Design Ideas to Repel Household Pests


Pests come in various shapes and sizes. While they may seem like minor nuisances, the damage they cause can amount to approximately $70 billion per year. However, solutions to handling residential pest infestation shouldn’t merely rely on applying insect repellents for your home — no matter how eco-friendly. What you need is a long-term solution.


Whether you’re building a new home or renovating the one you have, you should consult with an interior designer to develop pest-proof plans. It also pays to know some home design techniques to ward off unwanted pests. Check out some of these helpful tips when designing or decorating your home.

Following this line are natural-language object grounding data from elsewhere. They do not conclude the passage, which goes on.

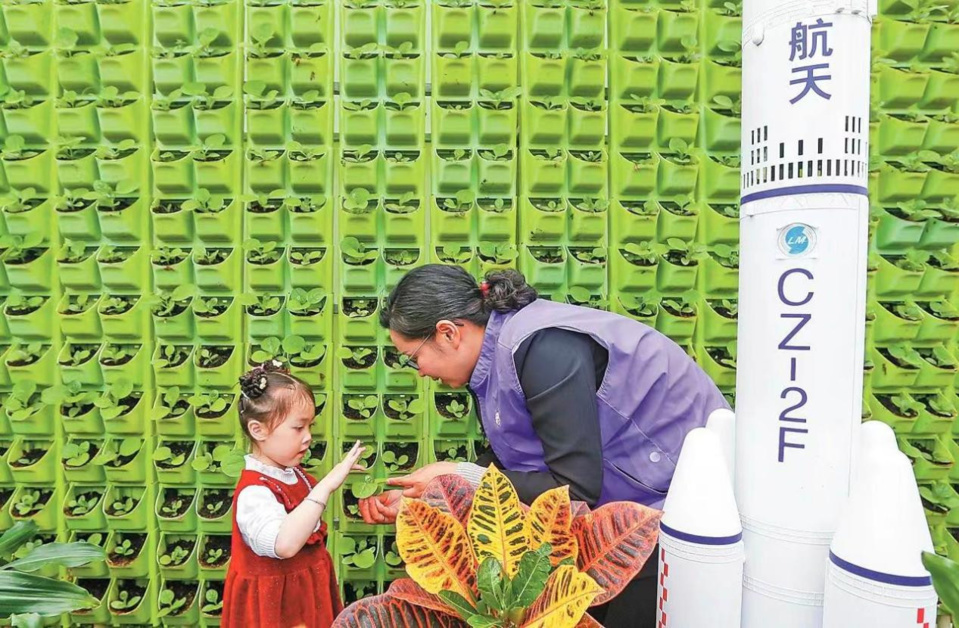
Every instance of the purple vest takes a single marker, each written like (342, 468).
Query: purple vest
(652, 395)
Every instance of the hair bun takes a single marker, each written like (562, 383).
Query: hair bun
(254, 382)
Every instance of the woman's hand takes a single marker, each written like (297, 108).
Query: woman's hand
(382, 508)
(415, 483)
(338, 474)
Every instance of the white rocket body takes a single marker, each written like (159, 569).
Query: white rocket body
(701, 549)
(875, 577)
(803, 233)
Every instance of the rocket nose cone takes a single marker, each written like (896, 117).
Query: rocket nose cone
(883, 527)
(700, 499)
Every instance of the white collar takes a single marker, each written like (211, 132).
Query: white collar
(287, 475)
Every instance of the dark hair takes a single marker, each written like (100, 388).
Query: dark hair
(433, 292)
(268, 393)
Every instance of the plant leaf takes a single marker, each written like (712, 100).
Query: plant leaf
(20, 533)
(435, 548)
(945, 579)
(27, 593)
(550, 521)
(615, 541)
(63, 554)
(407, 590)
(497, 526)
(451, 494)
(385, 610)
(567, 595)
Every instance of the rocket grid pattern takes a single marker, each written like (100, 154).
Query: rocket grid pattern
(189, 185)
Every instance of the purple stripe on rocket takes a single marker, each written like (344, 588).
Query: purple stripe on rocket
(824, 188)
(702, 540)
(878, 576)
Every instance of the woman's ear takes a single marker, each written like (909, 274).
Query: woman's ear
(258, 431)
(449, 332)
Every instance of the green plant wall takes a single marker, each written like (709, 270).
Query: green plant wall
(192, 186)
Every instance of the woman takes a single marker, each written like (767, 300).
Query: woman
(566, 395)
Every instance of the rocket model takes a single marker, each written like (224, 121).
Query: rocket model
(798, 445)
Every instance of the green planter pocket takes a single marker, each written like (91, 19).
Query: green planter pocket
(266, 123)
(405, 127)
(311, 72)
(545, 266)
(453, 171)
(497, 27)
(544, 173)
(172, 172)
(124, 317)
(312, 124)
(218, 225)
(677, 81)
(32, 461)
(123, 269)
(124, 362)
(78, 317)
(220, 173)
(452, 76)
(404, 75)
(587, 127)
(897, 276)
(78, 173)
(32, 271)
(588, 173)
(265, 171)
(452, 124)
(80, 363)
(173, 365)
(218, 271)
(126, 508)
(311, 176)
(636, 127)
(542, 220)
(171, 268)
(635, 175)
(310, 268)
(217, 318)
(82, 508)
(631, 274)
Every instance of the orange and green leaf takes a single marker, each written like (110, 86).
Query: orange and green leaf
(497, 526)
(563, 603)
(435, 548)
(407, 590)
(385, 610)
(615, 542)
(550, 521)
(452, 494)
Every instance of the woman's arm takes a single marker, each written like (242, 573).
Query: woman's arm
(559, 372)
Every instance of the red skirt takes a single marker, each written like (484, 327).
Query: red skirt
(262, 592)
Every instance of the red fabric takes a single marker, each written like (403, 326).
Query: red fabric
(262, 592)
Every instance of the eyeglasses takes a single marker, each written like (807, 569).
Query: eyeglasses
(410, 360)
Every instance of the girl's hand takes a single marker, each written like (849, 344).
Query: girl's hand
(415, 483)
(337, 475)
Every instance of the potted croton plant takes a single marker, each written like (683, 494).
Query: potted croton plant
(461, 550)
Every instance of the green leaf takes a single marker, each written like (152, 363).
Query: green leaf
(20, 533)
(458, 603)
(27, 593)
(530, 579)
(945, 579)
(63, 554)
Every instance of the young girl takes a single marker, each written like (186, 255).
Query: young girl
(280, 573)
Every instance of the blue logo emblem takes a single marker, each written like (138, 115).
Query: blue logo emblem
(797, 239)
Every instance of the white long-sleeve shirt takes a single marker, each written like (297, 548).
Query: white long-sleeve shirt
(259, 513)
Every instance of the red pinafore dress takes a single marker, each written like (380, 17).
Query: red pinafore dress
(263, 592)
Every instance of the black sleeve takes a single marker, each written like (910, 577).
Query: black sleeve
(559, 372)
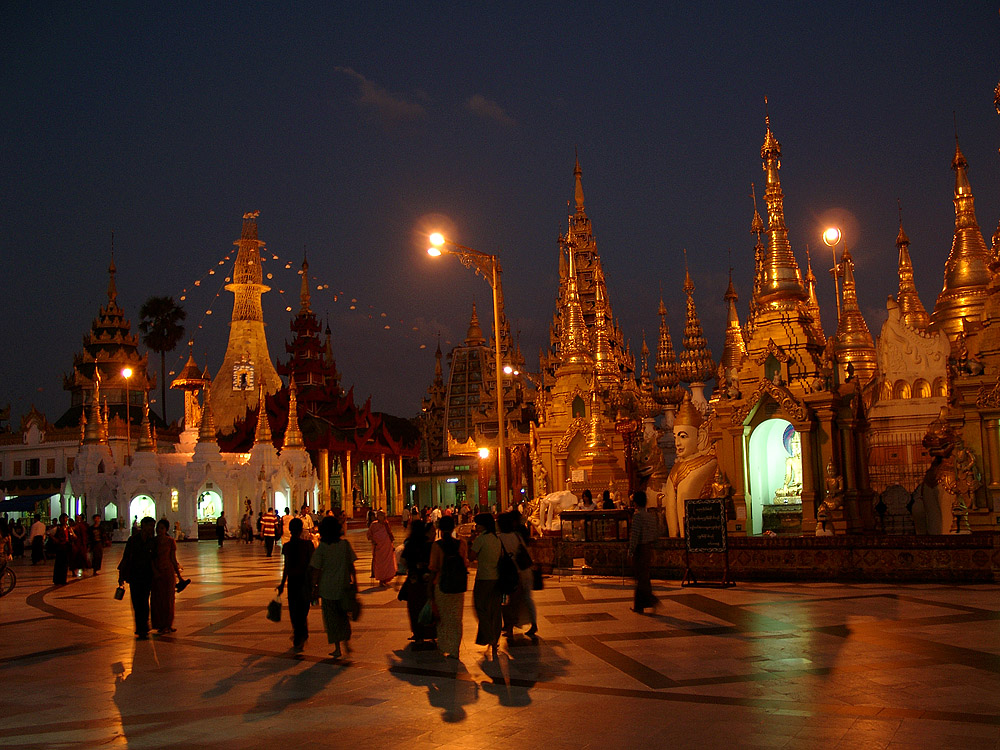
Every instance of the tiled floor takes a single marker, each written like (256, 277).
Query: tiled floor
(758, 665)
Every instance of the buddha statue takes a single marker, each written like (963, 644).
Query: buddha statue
(691, 475)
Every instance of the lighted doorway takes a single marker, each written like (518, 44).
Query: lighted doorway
(142, 506)
(209, 505)
(771, 456)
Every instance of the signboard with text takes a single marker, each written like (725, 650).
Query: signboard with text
(705, 525)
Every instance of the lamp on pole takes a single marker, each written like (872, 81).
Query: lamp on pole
(127, 373)
(832, 237)
(488, 266)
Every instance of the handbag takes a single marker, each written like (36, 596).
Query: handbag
(536, 580)
(274, 610)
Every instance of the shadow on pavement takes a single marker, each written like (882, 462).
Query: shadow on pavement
(449, 685)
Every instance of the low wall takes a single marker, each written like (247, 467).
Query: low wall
(967, 558)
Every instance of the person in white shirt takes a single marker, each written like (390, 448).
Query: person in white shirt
(36, 535)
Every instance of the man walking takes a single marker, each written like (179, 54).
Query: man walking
(36, 537)
(645, 531)
(267, 523)
(136, 569)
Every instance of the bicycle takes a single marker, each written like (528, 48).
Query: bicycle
(8, 579)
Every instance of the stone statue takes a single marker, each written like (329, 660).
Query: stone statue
(950, 482)
(791, 490)
(691, 476)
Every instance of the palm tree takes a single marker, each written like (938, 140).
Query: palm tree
(160, 323)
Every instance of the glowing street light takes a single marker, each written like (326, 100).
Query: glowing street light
(832, 236)
(488, 266)
(127, 373)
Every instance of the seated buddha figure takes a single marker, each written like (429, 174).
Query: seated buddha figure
(691, 475)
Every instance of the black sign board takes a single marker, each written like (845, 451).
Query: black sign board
(705, 525)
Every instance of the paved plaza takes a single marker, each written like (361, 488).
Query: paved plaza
(758, 665)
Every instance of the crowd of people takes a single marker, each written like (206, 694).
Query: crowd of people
(73, 545)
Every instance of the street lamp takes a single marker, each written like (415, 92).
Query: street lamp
(832, 236)
(127, 373)
(488, 266)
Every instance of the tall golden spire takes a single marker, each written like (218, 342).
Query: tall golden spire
(304, 296)
(910, 308)
(92, 434)
(696, 364)
(206, 430)
(574, 345)
(145, 442)
(293, 435)
(854, 344)
(604, 365)
(263, 432)
(812, 301)
(756, 228)
(735, 348)
(966, 272)
(668, 388)
(782, 282)
(474, 336)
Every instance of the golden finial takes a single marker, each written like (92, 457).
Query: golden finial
(293, 435)
(668, 390)
(696, 364)
(263, 432)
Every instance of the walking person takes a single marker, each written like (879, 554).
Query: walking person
(165, 574)
(645, 531)
(383, 550)
(519, 609)
(96, 539)
(335, 582)
(297, 553)
(61, 541)
(268, 522)
(486, 596)
(17, 537)
(36, 538)
(417, 556)
(221, 528)
(136, 569)
(446, 586)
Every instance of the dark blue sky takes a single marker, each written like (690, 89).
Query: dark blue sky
(348, 124)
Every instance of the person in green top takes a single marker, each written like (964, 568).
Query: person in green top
(335, 582)
(486, 597)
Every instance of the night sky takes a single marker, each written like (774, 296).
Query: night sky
(355, 127)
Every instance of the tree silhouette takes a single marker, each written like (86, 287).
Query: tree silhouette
(160, 323)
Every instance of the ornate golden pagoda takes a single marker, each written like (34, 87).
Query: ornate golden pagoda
(781, 284)
(910, 308)
(966, 272)
(247, 369)
(668, 388)
(853, 344)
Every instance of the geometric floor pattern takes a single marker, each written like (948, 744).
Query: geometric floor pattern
(757, 665)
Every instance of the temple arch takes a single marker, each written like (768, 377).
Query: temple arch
(768, 452)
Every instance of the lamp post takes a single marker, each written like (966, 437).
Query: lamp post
(127, 373)
(488, 266)
(832, 237)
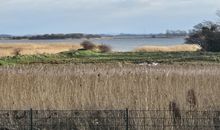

Conduct a Thorough Site Inspection

If you’re building a new house, this should be one of the first steps you take. Have the site properly assessed before construction. Make sure any old sewer system or drainages are removed or demolished and then rebuilt from the ground up. When the old system is removed, make sure no waste is left in the foundations. Cleaning the property is a simple, eco-friendly way to repel pests. In addition to a system overhaul, the new sewer system must be fully covered to keep pests from gaining entry through pipes.


Avoid the Open Home Concept


An open home concept may boast a modern lifestyle, but this layout can lead to pest issues down the line. The open space concept offers various opportunities for pests to enter. There is also an added risk of cross infestation if your neighbours are dealing with a pest problem.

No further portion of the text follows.